Another important consideration is the semantic specificity of the resultant embedding vector: While every word within the sequence (up to the maximum sequence length) affects the final numbers in the embedding vector, it represents something akin to a “semantic average”. So the longer the input gets, the less sensitive the embedding is to specific details in the text.
Just like with LLMs, you can see which models are available through DartmouthEmbeddings by using the static method list() (see recipe on LLMs):
DartmouthEmbeddings.list()
[ModelInfo(id='baai.bge-large-en-v1-5', name='baai.bge-large-en-v1-5', description=None, is_embedding=True, capabilities=['usage'], is_local=True, cost='free'),
ModelInfo(id='baai.bge-m3', name='baai.bge-m3', description=None, is_embedding=True, capabilities=['usage'], is_local=True, cost='free')]
LangChain’s TextLoader, Document, and CharacterTextSplitter classes#
The text we want to embed often lives in files of some kind, e.g., text files, Word documents, or PDFs. In LangChain, each of these files is called a document and can be represented in code by a Document object.
Since loading the files and turning them into Document objects is a common pattern, LangChain offers a collection of document loaders that support a variety of use cases and file formats. For example, if we want to load a simple text file (*.txt), we can use the TextLoader class:
from langchain.document_loaders import TextLoader
directory_to_file = "./rag_documents/asteroids.txt"

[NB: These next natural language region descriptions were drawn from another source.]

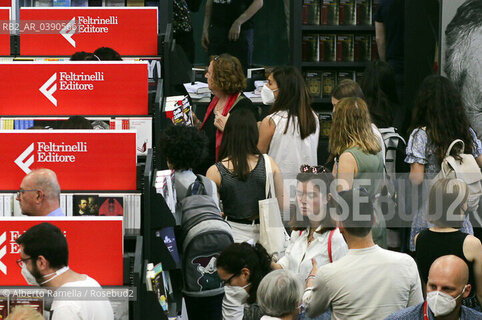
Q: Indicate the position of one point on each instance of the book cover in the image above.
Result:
(374, 49)
(313, 83)
(345, 75)
(364, 12)
(330, 12)
(328, 83)
(325, 124)
(344, 47)
(363, 46)
(310, 48)
(359, 77)
(311, 12)
(85, 205)
(111, 206)
(347, 12)
(143, 127)
(327, 47)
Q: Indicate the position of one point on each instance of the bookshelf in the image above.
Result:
(332, 40)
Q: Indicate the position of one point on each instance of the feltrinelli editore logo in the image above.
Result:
(65, 81)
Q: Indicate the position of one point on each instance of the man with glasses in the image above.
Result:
(44, 262)
(39, 194)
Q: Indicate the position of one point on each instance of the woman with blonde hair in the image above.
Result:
(358, 154)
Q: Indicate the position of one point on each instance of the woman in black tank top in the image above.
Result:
(241, 175)
(446, 210)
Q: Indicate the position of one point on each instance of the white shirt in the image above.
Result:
(366, 284)
(288, 150)
(82, 309)
(298, 255)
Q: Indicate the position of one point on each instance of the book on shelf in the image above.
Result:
(364, 12)
(344, 47)
(313, 82)
(325, 124)
(311, 12)
(359, 77)
(345, 75)
(327, 48)
(374, 49)
(347, 15)
(363, 47)
(330, 12)
(309, 47)
(328, 83)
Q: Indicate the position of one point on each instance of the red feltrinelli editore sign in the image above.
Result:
(67, 88)
(63, 31)
(95, 247)
(82, 159)
(4, 30)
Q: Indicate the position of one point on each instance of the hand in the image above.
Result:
(205, 40)
(220, 121)
(234, 31)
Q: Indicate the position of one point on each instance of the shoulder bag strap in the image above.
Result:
(330, 236)
(269, 177)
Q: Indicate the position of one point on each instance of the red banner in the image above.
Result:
(95, 247)
(5, 30)
(82, 159)
(63, 31)
(68, 88)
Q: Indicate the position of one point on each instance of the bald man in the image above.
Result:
(39, 194)
(447, 286)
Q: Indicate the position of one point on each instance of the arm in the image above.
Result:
(347, 169)
(380, 38)
(416, 173)
(473, 252)
(245, 16)
(207, 22)
(266, 132)
(278, 184)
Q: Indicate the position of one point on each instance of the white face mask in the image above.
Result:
(31, 280)
(267, 95)
(441, 303)
(233, 302)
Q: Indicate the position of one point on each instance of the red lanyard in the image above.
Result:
(425, 311)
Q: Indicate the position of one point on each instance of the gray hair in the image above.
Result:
(462, 58)
(279, 293)
(46, 180)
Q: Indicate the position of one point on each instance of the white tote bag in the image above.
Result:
(272, 233)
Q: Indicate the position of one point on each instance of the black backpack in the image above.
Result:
(204, 235)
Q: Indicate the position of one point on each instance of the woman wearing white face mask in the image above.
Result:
(242, 267)
(289, 134)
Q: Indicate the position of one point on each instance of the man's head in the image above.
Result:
(447, 285)
(43, 250)
(355, 212)
(463, 62)
(39, 193)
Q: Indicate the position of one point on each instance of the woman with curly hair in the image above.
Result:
(241, 267)
(226, 80)
(290, 133)
(358, 154)
(438, 119)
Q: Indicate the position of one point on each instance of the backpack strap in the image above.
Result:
(330, 236)
(453, 144)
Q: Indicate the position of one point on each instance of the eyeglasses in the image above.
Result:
(19, 192)
(21, 261)
(313, 169)
(228, 282)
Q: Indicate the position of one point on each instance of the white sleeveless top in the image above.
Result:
(288, 150)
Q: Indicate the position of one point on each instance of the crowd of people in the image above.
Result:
(336, 264)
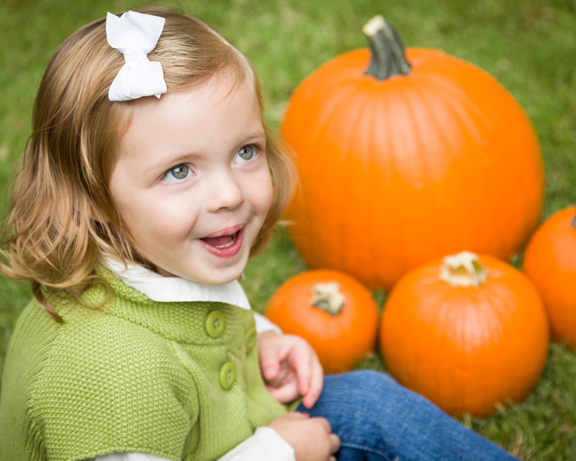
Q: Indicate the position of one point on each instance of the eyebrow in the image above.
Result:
(167, 161)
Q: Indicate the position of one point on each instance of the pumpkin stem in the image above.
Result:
(327, 297)
(463, 270)
(388, 57)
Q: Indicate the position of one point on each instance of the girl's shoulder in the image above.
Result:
(80, 385)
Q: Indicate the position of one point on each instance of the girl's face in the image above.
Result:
(192, 183)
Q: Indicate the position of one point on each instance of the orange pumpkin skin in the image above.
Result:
(466, 348)
(550, 262)
(394, 173)
(339, 340)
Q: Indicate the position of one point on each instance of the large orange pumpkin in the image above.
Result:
(550, 262)
(332, 311)
(466, 333)
(397, 169)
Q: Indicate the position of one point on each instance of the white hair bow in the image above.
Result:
(135, 35)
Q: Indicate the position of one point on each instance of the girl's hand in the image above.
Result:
(290, 368)
(311, 438)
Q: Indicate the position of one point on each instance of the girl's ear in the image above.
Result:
(98, 215)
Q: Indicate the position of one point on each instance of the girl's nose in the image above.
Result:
(225, 193)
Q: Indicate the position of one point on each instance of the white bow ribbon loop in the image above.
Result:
(135, 35)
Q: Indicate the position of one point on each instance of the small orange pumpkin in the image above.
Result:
(466, 332)
(332, 311)
(550, 262)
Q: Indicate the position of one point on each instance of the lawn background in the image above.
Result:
(529, 46)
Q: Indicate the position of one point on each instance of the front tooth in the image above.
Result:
(228, 244)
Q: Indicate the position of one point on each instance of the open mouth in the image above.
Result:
(223, 241)
(227, 244)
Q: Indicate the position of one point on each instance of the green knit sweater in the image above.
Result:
(176, 380)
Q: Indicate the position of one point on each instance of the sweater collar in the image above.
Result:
(176, 289)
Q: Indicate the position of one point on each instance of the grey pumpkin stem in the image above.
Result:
(388, 58)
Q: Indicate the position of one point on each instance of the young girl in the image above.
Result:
(148, 181)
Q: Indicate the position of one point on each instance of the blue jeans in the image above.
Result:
(379, 420)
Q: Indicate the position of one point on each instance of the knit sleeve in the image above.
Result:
(110, 386)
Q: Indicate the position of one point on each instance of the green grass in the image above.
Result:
(529, 45)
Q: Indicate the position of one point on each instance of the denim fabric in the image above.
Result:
(377, 419)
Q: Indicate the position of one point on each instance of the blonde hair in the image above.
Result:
(63, 217)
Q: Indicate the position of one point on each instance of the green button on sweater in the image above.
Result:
(139, 376)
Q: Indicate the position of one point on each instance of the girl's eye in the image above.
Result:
(246, 153)
(177, 173)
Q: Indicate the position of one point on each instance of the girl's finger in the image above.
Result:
(316, 384)
(334, 443)
(269, 361)
(286, 393)
(301, 359)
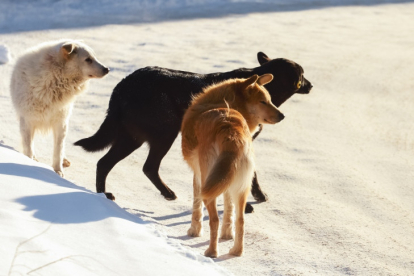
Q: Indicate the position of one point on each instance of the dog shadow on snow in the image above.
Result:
(73, 204)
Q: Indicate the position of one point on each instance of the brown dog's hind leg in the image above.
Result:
(237, 249)
(123, 146)
(212, 250)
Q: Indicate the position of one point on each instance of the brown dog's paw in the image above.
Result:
(236, 251)
(193, 232)
(169, 196)
(227, 234)
(60, 173)
(248, 209)
(65, 163)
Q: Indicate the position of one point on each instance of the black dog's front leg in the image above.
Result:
(257, 192)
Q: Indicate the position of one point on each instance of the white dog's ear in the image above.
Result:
(67, 50)
(265, 79)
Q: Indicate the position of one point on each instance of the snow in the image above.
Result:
(53, 227)
(338, 170)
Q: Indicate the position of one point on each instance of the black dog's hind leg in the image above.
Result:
(123, 146)
(158, 149)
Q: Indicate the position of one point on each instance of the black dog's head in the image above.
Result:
(288, 78)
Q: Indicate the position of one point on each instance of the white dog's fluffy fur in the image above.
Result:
(44, 85)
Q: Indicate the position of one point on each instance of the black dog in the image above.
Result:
(148, 106)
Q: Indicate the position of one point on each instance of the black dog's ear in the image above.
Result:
(262, 58)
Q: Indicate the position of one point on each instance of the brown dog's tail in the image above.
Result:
(103, 138)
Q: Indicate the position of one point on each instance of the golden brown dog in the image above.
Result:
(216, 143)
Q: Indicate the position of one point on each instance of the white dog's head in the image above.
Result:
(80, 61)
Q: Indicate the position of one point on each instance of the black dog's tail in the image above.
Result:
(103, 138)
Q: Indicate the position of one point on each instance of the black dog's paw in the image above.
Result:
(249, 209)
(110, 196)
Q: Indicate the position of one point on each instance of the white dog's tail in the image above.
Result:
(103, 138)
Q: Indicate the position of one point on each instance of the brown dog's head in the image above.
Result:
(258, 101)
(288, 78)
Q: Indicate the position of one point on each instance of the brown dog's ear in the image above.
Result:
(262, 58)
(265, 79)
(67, 49)
(250, 81)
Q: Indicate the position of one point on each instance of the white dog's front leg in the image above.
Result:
(59, 133)
(27, 132)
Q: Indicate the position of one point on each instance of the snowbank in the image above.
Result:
(53, 227)
(4, 54)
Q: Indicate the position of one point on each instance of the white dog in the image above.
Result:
(44, 85)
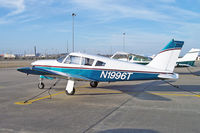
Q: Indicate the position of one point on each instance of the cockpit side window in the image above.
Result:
(87, 61)
(100, 63)
(73, 60)
(61, 59)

text_loader = TextLoader(directory_to_file)
documents = text_loader.load()
print(documents[0])
---------------------------------------------------------------------------
ModuleNotFoundError Traceback (most recent call last)
Cell In[5], line 1
----> 1 from langchain.document_loaders import TextLoader
3 directory_to_file = "./rag_documents/asteroids.txt"
4 text_loader = TextLoader(directory_to_file)
ModuleNotFoundError: No module named 'langchain.document_loaders'
You can now pass the contents of the loaded document to the embed_documents method, but we will run into an issue because the text is too long for the chose model:
try:
response = embeddings.embed_documents([documents[0].page_content])
except Exception as e:
print(e)
We need to split the long text into chunks of 512 tokens. We could create our own loop and process the contents of the document, but fortunately LangChain offers text splitters that we can use together with the document loader to split the loaded text into sequences of the right length and return each chunk as an individual Document objects:
from langchain_text_splitters import CharacterTextSplitter
# Create a text splitter that splits into chunks of 512 tokens
text_splitter = CharacterTextSplitter.from_tiktoken_encoder(
encoding_name="cl100k_base", chunk_size=512, chunk_overlap=0
)
# Load the text and split it into Document objects
documents = text_loader.load_and_split(text_splitter=text_splitter)
Hint
How text gets split into tokens (the encoding) differs from model to model. The encoding above is technically only correct for GPT 3.5 and GPT 4, but it is usually close enough to work with other models, too.
Now that we have turned our text into chunks of the correct length, let’s embed them all by passing them to the embed_documents method:
[d.page_content for d in documents]
embedded_vectors = embeddings.embed_documents([d.page_content for d in documents])
print(
f"Embedding {len(documents)} chunks as {len(embedded_vectors)} vectors with {len(embedded_vectors[0])} dimensions."
)
Summary#
Embeddings are representation of strings as numbers. Using the embed_query and embed_documents functions, we can get the embeddings of text. This lets us do many exciting operations to represent how different words are related to each other.
With embed_documents we can take advantage of LangChain’s Document class to embed content from files.
The batch size of the default embedding model is 512 tokens. Using a text splitter can help to ensure the correct sequence length.